Get the one that splits the string in half not 3rds. Make sure it has a groove around the outside so you can tie it in place. Adjust strands to get rotation right. Mark its location with a dab of white out when you find your correct spot. This way you can see any shift in the peep. Mine is made from aluminum and is black. I think if you get it in and rotating right you will forget about rubber hose.


----------



## strikerII (Feb 1, 2004)

*Peep location*

Tunaboy, I wouldn't use whiteout because of the caustic chemicals it contains, they will damage your strings. Use a black laundry marker (they are waterproof) or any good quality black felt-tip marker. Otherwise, great ideas.


----------



## brokenblade (Nov 5, 2005)

Unless your buying a new peep, i personally wouldn't mess with it. To me it seems like alot of work to get a possible few fps out of your bow.


----------



## bigdog4real (Jan 4, 2006)

shot my tubeless peep first time last nite aligns perfectly and now i can see the outer orange ring of my sight very happy that rubber snapping in my face is no more!


----------



## jamestheron (Sep 16, 2004)

Tubes are BAD when it braks off your string where is it going to hit???your eye then you will be walking around like THIS :wink:


----------



## bob limpert (Jan 13, 2004)

You'll gain some arrow speed but the real thing that I liked about the tubeless peep is the fact it quiets the bow down.


----------



## XP35 (Oct 11, 2005)

6bloodychunks said:


> try this, only use an inch or inch and a half piece of tubing tied into the cable then use roughly 8 or 10 pound mono from the tubing to the peep , you can even cut off most of the post on the peep,just leave enough to burn a hole through to put the mono through, a couple tries should be all you need to get it setup right,this works great for me!!!!!!!!!!!


I've tried that with 20# Fireline before and it worked!! :wink: I went tubeless since then, though.....


----------



## DannyB (Feb 19, 2005)

I'd have to agree with Bob, Taking the tubing off quieted my bow a bit but the gain in speed for me was insignificant. Maybe 2 fps.


----------



## MA_Bowhunter (Jan 11, 2006)

*gain 6 fps*

I just went through this. I took off my tube and the peep, installed Timberline's "No-Peep", and I gained 6 fps. I also then took off one brass nock at the d loop and gained another 1 fps. The bow is quieter now, and no more rubber tube smashing my face when it slips off.
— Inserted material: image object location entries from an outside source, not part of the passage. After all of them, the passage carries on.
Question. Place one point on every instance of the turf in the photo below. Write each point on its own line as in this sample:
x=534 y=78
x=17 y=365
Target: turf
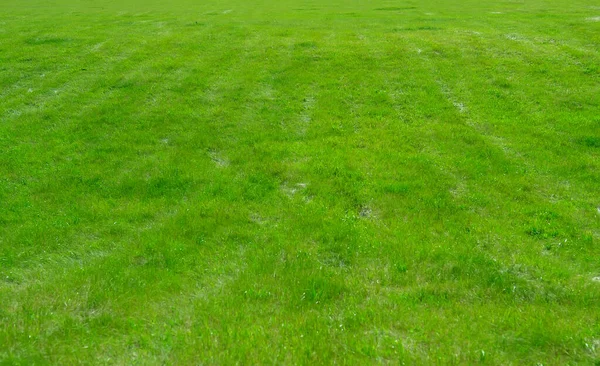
x=300 y=182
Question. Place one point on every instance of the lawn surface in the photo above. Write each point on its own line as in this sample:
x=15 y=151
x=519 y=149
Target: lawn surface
x=310 y=182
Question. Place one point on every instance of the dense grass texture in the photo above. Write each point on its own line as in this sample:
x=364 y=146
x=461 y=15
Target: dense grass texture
x=300 y=182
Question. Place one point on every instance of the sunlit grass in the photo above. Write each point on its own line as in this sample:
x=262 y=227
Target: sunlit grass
x=299 y=182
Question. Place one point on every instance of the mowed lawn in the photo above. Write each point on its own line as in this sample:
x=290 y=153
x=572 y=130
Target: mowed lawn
x=300 y=182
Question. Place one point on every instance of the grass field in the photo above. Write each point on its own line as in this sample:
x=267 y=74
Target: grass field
x=300 y=182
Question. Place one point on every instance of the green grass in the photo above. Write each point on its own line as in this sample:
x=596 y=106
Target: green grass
x=302 y=182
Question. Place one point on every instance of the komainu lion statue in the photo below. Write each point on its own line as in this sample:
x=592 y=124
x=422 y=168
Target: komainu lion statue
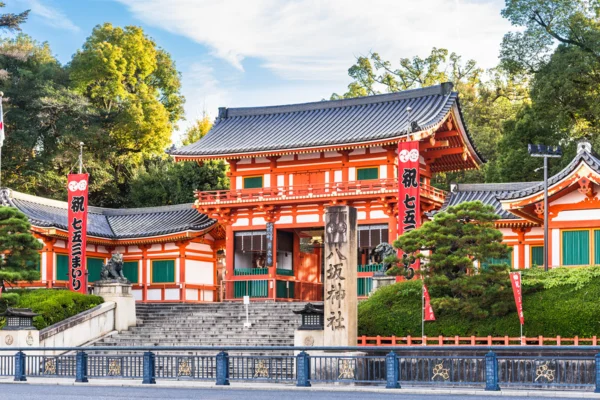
x=113 y=269
x=380 y=253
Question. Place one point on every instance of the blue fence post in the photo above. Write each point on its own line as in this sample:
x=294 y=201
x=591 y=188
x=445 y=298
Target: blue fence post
x=491 y=372
x=81 y=367
x=303 y=370
x=392 y=369
x=149 y=368
x=20 y=367
x=222 y=369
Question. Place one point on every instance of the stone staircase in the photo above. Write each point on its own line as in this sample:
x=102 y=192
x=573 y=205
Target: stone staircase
x=214 y=324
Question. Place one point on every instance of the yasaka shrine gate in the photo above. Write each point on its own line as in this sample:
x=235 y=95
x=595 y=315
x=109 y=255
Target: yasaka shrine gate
x=264 y=237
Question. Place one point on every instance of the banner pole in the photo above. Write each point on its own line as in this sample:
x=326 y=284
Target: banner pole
x=423 y=313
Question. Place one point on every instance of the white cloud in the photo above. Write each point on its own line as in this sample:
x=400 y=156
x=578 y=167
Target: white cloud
x=51 y=16
x=318 y=40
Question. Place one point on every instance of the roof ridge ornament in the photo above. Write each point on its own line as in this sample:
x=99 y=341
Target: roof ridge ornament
x=584 y=146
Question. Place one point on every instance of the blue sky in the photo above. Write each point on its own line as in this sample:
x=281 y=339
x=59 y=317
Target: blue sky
x=239 y=53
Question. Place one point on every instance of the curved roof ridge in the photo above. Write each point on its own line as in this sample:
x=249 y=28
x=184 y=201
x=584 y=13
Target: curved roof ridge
x=441 y=89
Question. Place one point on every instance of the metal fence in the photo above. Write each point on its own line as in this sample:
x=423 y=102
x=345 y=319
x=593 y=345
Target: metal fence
x=515 y=367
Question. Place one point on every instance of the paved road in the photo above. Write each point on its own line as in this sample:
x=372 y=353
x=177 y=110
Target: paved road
x=55 y=392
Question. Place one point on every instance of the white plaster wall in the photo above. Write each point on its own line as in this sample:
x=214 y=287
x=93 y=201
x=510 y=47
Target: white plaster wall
x=378 y=214
x=555 y=238
x=81 y=328
x=172 y=294
x=352 y=174
x=191 y=294
x=242 y=222
x=286 y=219
x=43 y=267
x=199 y=272
x=573 y=197
x=171 y=246
x=383 y=172
x=307 y=218
x=578 y=215
x=308 y=156
x=199 y=246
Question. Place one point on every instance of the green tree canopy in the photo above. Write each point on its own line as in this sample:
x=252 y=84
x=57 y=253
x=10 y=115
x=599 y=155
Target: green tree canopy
x=18 y=247
x=454 y=239
x=134 y=83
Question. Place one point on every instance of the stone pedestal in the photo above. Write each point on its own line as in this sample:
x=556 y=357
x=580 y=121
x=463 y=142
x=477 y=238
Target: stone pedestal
x=341 y=300
x=120 y=294
x=381 y=281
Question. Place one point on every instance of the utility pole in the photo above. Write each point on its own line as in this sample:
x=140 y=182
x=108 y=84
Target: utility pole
x=540 y=150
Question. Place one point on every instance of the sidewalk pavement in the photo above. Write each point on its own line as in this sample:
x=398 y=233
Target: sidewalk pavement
x=188 y=384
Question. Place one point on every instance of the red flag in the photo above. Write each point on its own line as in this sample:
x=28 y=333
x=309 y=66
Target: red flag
x=515 y=280
x=77 y=220
x=409 y=205
x=427 y=310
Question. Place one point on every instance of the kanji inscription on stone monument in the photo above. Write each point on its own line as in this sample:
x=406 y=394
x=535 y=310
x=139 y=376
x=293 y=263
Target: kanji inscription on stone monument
x=340 y=276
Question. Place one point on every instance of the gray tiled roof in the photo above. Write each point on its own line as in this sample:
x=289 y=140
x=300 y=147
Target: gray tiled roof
x=487 y=193
x=493 y=193
x=110 y=223
x=324 y=123
x=583 y=155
It took FOREVER to properly line up the no peep, but now that I have, my groups seem pretty good. I am really starting to like it.


----------



## Scrapeliner (Jan 23, 2006)

*good enough*

I think i'll go the tubeless peep route this spring, 2fps on average isnt anythign i would want to fret about anyways. quieter is better!


----------



## hunting addict (Aug 18, 2004)

You'll pick up a little speed, but it will be minimal. However, if it is for a hunting bow, it will be ALOT quieter, and worth the effort to get rid of the loud slapping noise of the tube.


----------



## DoeSlayer75 (Feb 14, 2006)

I had a trio peep it worked really well until it exploded in my string. Freak occurence hasn't happened to anyone else I know. I switched to a tube peep, and lost 7 fps. Going back to tubeless on my new tribute. Hope It works...:embara:


----------



## Bowfinger63 (Mar 5, 2006)

*tubeless peep*

Yeah, I went tubeless, after 1 instance of breakage,(wear glasses-so no eyeball daamage) startled to say the least. switched to a split style peep, since I shoot fingers,thru experimentation, found out that having the peep rotated1/4 to the right,worked best. when drawing & settling on target, the peep will rotate into view,sight picture shows me a slight oval shape, as the string starts to roll off,it's comes into a circle shape. If it rotates back the other way before release, I know that I'm torquing the bow and let down.
As for speed or weight, heck ! don't know-don't care. It's just one less thing on my mind to worry about ( tube breakage,injury, etc.):wink:


----------